CHARLOTTE, N.C. -- Ray Evernham has an incredible collection of cars, each one researched and restored to its pristine best, but not one relic. Ray’s 1940 Ford was modified for one job: running moonshine.
“Pre-war, these were the cars to have, and post-war they just kept going and going,” said Ray.
The secret to eluding the law wasn't so much speed as it was keeping a low profile, and it had everything to do with suspension.
“They didn't put the spring in, so the back would raise-up; for that would give them away.
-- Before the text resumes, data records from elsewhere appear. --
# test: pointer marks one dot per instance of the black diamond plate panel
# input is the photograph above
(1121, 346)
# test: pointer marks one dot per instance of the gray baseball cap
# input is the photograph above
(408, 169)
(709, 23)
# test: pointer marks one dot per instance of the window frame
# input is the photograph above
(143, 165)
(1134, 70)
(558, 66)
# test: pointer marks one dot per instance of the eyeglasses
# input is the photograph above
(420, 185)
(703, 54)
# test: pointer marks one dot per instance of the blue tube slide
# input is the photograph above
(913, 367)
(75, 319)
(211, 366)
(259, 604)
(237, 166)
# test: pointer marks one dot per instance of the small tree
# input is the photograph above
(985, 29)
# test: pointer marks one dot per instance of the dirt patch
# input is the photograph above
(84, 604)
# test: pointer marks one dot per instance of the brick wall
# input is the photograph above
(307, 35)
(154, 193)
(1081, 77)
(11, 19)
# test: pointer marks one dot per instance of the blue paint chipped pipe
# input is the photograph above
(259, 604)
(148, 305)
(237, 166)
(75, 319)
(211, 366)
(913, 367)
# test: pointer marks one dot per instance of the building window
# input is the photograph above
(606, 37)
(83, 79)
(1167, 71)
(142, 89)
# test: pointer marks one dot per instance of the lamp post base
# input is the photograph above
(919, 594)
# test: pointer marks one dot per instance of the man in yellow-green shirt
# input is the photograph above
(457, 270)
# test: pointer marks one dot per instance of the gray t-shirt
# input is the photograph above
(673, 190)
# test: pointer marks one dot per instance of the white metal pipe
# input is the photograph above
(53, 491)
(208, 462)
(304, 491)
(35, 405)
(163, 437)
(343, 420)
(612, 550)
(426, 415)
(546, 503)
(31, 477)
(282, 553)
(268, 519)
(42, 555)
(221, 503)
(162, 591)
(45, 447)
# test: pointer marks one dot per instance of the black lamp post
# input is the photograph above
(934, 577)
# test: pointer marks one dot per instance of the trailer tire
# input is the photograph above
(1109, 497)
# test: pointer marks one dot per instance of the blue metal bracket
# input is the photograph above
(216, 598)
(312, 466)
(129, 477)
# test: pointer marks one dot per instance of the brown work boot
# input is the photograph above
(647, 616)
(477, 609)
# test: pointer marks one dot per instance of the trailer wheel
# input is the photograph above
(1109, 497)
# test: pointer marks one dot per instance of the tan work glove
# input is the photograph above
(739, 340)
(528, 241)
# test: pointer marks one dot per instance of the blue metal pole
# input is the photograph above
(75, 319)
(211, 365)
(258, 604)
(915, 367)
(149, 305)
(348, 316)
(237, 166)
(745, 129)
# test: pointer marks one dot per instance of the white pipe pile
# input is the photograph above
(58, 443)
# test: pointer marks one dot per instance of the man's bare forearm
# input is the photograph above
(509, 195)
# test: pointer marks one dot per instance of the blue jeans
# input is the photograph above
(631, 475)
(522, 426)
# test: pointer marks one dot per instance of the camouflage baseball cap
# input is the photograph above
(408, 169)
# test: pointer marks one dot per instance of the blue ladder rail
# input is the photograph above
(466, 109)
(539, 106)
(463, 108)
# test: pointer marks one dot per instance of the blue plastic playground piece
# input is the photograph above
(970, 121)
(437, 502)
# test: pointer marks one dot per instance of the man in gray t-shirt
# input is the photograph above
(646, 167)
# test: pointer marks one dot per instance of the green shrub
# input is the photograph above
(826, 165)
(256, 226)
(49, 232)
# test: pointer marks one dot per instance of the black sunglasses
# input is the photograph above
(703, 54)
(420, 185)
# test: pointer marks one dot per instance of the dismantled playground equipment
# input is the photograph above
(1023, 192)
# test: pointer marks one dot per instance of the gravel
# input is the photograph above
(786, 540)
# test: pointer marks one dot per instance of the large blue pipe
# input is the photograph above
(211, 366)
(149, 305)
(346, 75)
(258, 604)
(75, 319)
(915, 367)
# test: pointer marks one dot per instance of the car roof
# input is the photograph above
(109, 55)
If the springs were too soft it would lower the back end when they put the shine in and that would give them away, so the car has what they call moonshine springs in it where they are either on the same arc as the original, but they are much stiffer.”
They switched car tires for truck tires to handle the weight and looked for heavy duty parts wherever they could.
“When Junior Johnson drove this car he told me what they did was they went and if there was ever an ambulance or a hearse or something like that involved in an accident, they went and bought the tires and parts and pieces of it because they knew they were heavy duty.”
They could fit 100 gallons of moonshine in the trunk/back seat, and this car, when it was originally found had these huge backup lights for backing up to the still at night.
These cars at that time were capable of doing 100 miles per hour. They went really fast on dirt roads and back roads so it wasn't top speed as much as it was handling these guys were looking for.